Here we go. My fertile and somewhat anxiety-ridden imagination had pictured something like this. I wasn’t particularly happy about the validation. “Rosie, the two aren’t mutually exclusive. I, the real me, am human. I—”
“Spare me all the scientific double-talk. You’re a recording of a human. I’m not interested in debating the issue. I’m—”
“Then why are we even talking?”
“What?” Rosie blinked rapidly and drew back slightly. I seemed to have managed to derail whatever speech she was gearing up to. I noted out of the corner of my eye that we were attracting an audience.

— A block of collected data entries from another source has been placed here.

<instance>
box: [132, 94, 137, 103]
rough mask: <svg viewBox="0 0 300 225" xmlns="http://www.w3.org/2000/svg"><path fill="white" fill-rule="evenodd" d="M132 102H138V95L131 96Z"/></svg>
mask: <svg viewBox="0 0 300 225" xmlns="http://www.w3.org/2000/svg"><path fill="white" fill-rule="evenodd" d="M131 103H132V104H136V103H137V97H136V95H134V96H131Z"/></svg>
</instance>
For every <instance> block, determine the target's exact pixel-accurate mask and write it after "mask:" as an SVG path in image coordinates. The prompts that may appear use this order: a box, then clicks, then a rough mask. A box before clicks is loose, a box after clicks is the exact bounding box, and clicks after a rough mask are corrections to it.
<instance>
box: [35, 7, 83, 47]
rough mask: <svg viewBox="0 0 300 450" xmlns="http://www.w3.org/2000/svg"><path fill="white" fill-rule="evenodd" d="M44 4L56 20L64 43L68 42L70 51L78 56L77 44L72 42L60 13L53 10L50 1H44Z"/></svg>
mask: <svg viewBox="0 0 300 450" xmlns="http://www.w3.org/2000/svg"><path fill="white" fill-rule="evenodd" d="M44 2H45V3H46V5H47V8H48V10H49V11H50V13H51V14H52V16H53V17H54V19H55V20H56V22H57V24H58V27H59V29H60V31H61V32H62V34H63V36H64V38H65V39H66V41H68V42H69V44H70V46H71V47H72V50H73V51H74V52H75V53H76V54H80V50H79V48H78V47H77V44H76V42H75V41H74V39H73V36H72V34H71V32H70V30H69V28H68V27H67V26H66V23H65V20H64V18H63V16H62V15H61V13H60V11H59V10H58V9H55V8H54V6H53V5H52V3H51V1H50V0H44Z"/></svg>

Several passersby had stopped to watch the drama, and at least one person had their phone out. I wondered if I qualified as a celebrity.
“Rosie,” I continued, trying to ignore the gawkers. “You may not be interested in a debate, but I’m equally not interested in standing here being lectured at. To coin a phr
ase that was around when I was young, you’re not the boss of me. And, more to the point I think, your mother is freely choosing to associate with me.”
“And I’ve told her exactly what I think of that!” Rosie was almost spitting the words. “But you’ve gotten her all twisted around—”
“Oh, freakin’ hell!” I exclaimed, rolling my eyes. “Have you met your mother? Have you ever tried to get her to do something she didn’t want to?” I waved a hand dismissively. “Look, I don’t want to get into a confrontation with you. Mostly out of respect for your parents, both of whom I love, and loved, dearly. But Bridget is an adult, and able to make her own decisions. I’ll stop seeing her when she says so. You don’t get a vote.”
And that was it. We stood there, glaring at each other, any hope of discussion or understanding pretty much skewered, possibly permanently. After a few more moments of impasse, Rosie sneered at me and wordlessly stalked off.
Well, isn’t that just peachy.
I looked around at the small crowd that had gathered. No one would meet my eyes, and they swiftly dispersed.
I resumed my aimless wandering, trying to get back into the window-shopping mood, but couldn’t put Rosie out of my mind. And some of the looks from my erstwhile audience had been hostile. Obviously I had been recognized. I began to wonder what I would do if this drama spilled over onto Bridget.
* * *
We were sitting on Bridget’s couch while I recounted my earlier experience at the mall.
“I didn’t tell you because it isn’t your problem, Howard.” Bridget looked sad, but not apologetic. “My kids, mostly Rosie, I think, would like to see me dating someone less, uh, biologically challenged. She’s started lecturing me on the subject whenever I see her. Lianne and Howard mostly stand around looking uncomfortable.”
“Wonderful. Is there anything else you aren’t telling me?”